É o caso de um cadáver encontrado em uma praia de Somerton, em Adelaide, Austrália, às seis e meia da manhã de dezembro de 1948. Cuja identidade até hoje permanece uma incógnita. Ninguém sabe nos dizer qual sua história, se tinha filhos, onde morava, o que desempenhava… Nada.
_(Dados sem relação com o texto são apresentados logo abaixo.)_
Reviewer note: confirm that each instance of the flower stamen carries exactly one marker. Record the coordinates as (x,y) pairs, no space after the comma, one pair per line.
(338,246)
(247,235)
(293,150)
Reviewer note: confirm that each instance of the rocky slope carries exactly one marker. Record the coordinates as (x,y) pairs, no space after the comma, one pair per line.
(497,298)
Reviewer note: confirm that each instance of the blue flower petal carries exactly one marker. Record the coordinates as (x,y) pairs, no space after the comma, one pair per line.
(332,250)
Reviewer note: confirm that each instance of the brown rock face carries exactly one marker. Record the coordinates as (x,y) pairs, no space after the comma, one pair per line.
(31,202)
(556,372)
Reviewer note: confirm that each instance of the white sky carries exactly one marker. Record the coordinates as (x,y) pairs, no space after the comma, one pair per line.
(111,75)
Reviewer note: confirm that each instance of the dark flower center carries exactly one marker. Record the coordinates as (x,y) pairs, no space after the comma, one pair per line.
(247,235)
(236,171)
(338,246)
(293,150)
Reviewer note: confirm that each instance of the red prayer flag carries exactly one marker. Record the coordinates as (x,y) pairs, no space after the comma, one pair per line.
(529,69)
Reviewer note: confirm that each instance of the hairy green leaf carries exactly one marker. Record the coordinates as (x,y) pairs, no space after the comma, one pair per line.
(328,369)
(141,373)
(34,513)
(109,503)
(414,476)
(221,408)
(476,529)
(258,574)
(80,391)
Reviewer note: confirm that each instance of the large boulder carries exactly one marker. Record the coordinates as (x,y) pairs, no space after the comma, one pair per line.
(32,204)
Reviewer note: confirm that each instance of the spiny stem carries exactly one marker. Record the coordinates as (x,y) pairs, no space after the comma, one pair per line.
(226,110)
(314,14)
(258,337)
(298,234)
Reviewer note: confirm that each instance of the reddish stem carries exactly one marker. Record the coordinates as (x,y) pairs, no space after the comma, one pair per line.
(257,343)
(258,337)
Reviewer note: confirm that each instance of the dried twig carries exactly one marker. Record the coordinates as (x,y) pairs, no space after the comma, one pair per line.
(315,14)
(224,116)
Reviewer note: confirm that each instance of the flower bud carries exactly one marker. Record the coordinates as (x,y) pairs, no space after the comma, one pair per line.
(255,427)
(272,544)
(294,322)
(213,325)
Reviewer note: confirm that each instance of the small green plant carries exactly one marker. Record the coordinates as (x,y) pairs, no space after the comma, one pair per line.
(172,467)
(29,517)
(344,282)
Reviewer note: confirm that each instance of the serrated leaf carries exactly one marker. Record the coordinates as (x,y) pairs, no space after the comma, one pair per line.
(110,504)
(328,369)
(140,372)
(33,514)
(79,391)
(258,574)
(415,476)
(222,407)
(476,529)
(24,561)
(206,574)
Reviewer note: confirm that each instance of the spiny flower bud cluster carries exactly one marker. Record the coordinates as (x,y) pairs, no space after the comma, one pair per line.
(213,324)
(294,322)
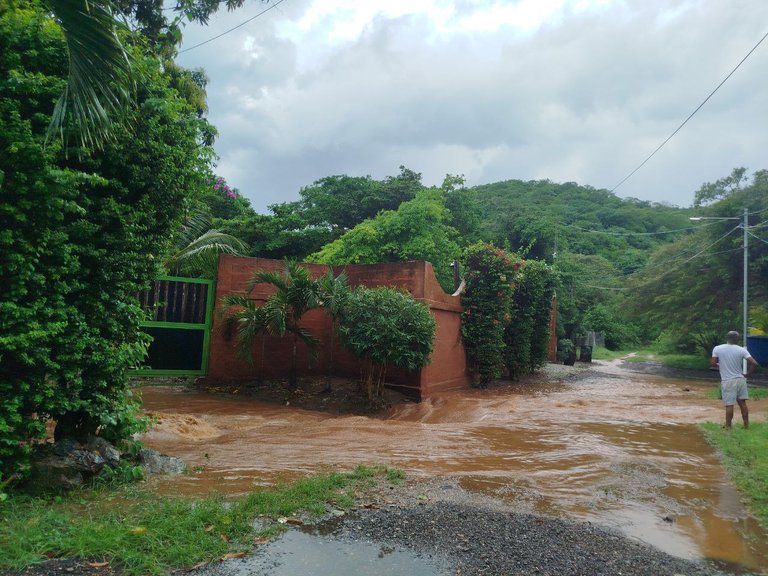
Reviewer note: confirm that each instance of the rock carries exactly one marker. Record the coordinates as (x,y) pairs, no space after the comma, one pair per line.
(107,451)
(69,464)
(156,463)
(53,473)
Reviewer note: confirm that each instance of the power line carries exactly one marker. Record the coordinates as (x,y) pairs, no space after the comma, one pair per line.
(243,23)
(691,114)
(635,233)
(758,237)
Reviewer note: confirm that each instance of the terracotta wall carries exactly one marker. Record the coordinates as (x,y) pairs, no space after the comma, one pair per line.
(446,370)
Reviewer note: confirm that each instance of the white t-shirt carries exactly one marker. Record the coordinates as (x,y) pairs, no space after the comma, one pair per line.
(729,360)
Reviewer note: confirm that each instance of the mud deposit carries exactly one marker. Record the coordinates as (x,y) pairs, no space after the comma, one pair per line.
(615,448)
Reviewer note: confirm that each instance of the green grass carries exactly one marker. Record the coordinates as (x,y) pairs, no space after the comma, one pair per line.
(150,534)
(745,454)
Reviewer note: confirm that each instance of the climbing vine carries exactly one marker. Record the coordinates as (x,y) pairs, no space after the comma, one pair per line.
(490,276)
(505,323)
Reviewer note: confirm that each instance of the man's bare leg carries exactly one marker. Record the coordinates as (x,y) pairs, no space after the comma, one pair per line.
(744,412)
(728,416)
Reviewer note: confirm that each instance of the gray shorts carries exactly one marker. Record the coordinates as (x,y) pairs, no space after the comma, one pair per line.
(734,389)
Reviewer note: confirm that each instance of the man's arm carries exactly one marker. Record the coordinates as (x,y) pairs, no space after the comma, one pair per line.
(752,365)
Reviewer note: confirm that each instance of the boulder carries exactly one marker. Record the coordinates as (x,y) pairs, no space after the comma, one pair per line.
(156,463)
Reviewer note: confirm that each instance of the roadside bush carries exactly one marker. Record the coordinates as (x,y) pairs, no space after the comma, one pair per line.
(386,327)
(79,236)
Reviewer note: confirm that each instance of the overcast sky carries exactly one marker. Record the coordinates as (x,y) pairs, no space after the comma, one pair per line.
(569,90)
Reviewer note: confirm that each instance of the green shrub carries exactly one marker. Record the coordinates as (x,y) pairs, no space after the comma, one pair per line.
(386,327)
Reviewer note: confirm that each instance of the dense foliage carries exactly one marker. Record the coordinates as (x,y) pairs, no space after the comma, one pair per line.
(417,230)
(690,294)
(386,327)
(80,235)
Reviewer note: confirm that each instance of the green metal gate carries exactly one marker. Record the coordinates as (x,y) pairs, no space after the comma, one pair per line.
(180,310)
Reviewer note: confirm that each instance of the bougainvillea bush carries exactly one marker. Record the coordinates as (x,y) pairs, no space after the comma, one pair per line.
(505,323)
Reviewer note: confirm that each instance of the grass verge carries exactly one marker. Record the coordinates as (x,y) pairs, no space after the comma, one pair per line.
(145,533)
(745,454)
(755,393)
(683,361)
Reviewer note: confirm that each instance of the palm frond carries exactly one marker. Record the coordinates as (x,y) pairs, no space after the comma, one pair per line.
(100,80)
(198,247)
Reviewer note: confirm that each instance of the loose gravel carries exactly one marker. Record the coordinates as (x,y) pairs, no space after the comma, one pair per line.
(472,534)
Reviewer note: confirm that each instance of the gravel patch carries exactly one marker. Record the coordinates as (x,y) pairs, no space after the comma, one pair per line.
(473,534)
O que se pode afirmar é que ele teve um sangramento no estômago, que evidenciou uma hemorragia gástrica elevada, além de coisas bem anormais para a área em que foi descoberto: estava de terno numa orla, seu braço direito dobrado e o esquerdo esticado, tinha passagens de trem e de ônibus. Além de cigarros, pente, fósforos, chiclete, e num bolso escondido da calça estava uma folha com os inscritos “Tamám Shud”. Um enigma que foi parar nos principais jornais da época. Ninguém entendeu nada.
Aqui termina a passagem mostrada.